Zaczyna się tak, jak w „Blue Jasmine” Allena - widzimy zamożne małżeństwo, które jest w podróży służbowej w Cannes. Stamtąd producent filmowy i jego żona mają jechać na plan filmowy do Budapesztu, a później na wymarzony i długo planowany urlop do Paryża. W dniu wyjazdu Anne (Diane Lane) zaczynają boleć uszy. Dolegliwość ta sprawia, że kobieta rezygnuje z lotu samolotem i wybiera podróż samochodem prosto do Paryża, ze wspólnikiem Michaela (Alec Baldwin), Jacquesem (Arnaud Viard).
Zgodnie z planem Anne ma być w Paryżu wieczorem, ale uroczy Francuz serwuje jej mnóstwo atrakcji po drodze. Zacznijmy od tego, że Jacques nie jest mistrzem kierownicy, ale jest za to miłośnikiem francuskiej kuchni, o czym Anne przekonuje się podczas pierwszego wieczoru w hotelowej restauracji w jednym z francuskich miasteczek - w końcu Paryż może poczekać, a wielki głód nie. Ciekawe jest to, że za wszystko płaci Anne, bo Jacques dziwnym trafem zapomniał swojej karty kredytowej. Pyszne kakao z rana sprawia, że kobieta całkiem o tym zapomina. Ich dalsza podróż mija na słuchaniu muzyki, rozmowach, zwiedzaniu pięknych miejsc i oczywiście na jedzeniu. Na to zawsze jest odpowiednia pora, tak samo jak na papierosa, z którym Jacques się nie rozstaje.
Czy wspólna podróż do Paryża zbliży do siebie dwoje ludzi? Czy Anne zdradzi swojego męża Michaela, który ją zaniedbuje, i wybierze romantyczne uniesienia z dość męczącym, ale urokliwym Francuzem? Te pytania widz zadaje sobie od samego początku. W końcu to komedia romantyczna.
Zakończenie może zaskoczyć
Eleanor Coppola przygotowała nam jednak mało oczywiste zakończenie i to uratowało ją przed bardzo złymi recenzjami.
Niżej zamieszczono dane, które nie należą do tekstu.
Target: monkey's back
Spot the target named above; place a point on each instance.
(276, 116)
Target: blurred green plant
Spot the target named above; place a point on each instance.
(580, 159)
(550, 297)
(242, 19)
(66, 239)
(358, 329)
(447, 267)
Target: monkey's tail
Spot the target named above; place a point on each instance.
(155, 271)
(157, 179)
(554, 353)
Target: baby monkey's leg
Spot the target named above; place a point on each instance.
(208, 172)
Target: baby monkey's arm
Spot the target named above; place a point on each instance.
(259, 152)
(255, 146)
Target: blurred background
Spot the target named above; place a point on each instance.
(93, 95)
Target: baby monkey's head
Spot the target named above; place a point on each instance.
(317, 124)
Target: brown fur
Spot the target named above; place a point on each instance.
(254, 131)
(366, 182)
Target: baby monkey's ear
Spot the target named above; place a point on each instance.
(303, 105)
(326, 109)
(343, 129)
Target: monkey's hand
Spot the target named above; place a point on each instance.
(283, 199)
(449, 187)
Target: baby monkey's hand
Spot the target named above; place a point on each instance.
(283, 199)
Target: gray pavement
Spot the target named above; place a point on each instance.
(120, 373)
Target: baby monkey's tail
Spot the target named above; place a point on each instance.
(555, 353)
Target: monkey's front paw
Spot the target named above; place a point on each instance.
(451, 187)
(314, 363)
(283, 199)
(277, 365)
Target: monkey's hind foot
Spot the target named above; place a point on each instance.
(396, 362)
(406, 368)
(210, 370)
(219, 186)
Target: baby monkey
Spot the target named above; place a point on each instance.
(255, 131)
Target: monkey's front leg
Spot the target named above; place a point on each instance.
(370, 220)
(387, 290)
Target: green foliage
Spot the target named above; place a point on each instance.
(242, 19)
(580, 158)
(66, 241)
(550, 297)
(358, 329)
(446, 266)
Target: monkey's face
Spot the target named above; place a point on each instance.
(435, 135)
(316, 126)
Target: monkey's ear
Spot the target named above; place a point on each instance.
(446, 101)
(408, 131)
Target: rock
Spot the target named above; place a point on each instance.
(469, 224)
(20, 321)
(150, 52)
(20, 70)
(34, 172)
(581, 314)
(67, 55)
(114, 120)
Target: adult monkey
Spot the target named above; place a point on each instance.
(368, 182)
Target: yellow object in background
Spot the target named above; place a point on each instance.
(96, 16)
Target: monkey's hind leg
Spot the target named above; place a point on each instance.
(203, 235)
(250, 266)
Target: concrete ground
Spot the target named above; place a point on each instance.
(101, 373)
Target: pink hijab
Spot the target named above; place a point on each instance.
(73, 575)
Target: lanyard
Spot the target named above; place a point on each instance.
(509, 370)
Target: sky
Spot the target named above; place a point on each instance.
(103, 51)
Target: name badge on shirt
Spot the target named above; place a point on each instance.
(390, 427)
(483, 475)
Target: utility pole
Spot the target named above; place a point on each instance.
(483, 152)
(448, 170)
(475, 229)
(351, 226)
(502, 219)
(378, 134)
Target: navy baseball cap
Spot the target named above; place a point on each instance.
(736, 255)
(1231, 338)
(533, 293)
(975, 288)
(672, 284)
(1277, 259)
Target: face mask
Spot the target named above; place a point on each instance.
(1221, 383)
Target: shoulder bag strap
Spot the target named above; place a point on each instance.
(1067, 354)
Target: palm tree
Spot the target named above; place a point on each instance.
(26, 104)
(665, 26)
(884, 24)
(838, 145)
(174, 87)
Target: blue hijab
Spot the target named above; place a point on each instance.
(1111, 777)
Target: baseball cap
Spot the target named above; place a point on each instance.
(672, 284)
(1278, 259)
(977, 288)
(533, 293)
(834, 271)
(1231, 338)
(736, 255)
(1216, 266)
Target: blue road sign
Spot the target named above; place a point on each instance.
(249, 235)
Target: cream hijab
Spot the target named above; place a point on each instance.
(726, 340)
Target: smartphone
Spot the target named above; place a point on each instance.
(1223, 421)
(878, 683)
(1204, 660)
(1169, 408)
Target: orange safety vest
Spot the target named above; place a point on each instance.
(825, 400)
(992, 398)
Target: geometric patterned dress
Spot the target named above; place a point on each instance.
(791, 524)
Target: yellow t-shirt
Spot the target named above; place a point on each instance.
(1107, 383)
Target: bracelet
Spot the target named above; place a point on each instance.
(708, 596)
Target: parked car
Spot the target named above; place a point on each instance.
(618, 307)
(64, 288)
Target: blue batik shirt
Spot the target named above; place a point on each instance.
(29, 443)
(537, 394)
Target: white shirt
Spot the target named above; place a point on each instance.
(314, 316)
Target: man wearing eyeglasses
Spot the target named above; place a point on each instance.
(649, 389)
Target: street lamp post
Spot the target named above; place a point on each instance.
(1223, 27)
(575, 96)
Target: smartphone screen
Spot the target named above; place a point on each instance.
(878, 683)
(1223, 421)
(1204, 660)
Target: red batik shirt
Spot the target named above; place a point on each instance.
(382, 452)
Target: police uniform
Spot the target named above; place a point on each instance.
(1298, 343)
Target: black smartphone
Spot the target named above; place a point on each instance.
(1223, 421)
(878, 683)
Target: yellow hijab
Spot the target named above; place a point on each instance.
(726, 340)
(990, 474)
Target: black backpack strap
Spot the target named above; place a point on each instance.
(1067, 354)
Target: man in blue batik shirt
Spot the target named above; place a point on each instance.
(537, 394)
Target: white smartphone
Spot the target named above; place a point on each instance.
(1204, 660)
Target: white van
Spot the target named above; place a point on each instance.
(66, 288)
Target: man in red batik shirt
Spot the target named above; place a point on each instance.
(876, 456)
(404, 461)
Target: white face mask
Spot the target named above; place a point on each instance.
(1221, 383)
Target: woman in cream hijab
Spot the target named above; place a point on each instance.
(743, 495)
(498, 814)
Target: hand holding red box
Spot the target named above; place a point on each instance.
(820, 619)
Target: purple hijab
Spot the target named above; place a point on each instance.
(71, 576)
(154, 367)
W przeciwnym razie „Paryż może poczekać” wrzucilibyśmy do jednego worka z mało śmiesznymi polskimi komediami, jak „Porady na zdrady” czy „Śniadanie do łóżka”, które nasi twórcy starają się robić według amerykańskiego modelu.
Filmu Coppoli broni rola Diane Lane i wakacyjny klimat Francji, który reżyserce faktycznie udało się oddać, ale czy widz, jak filmowa Anne, chciałby wyruszyć w podróż z Jacquesem do Paryża? Dla mnie to trochę nudny przewodnik po Francji.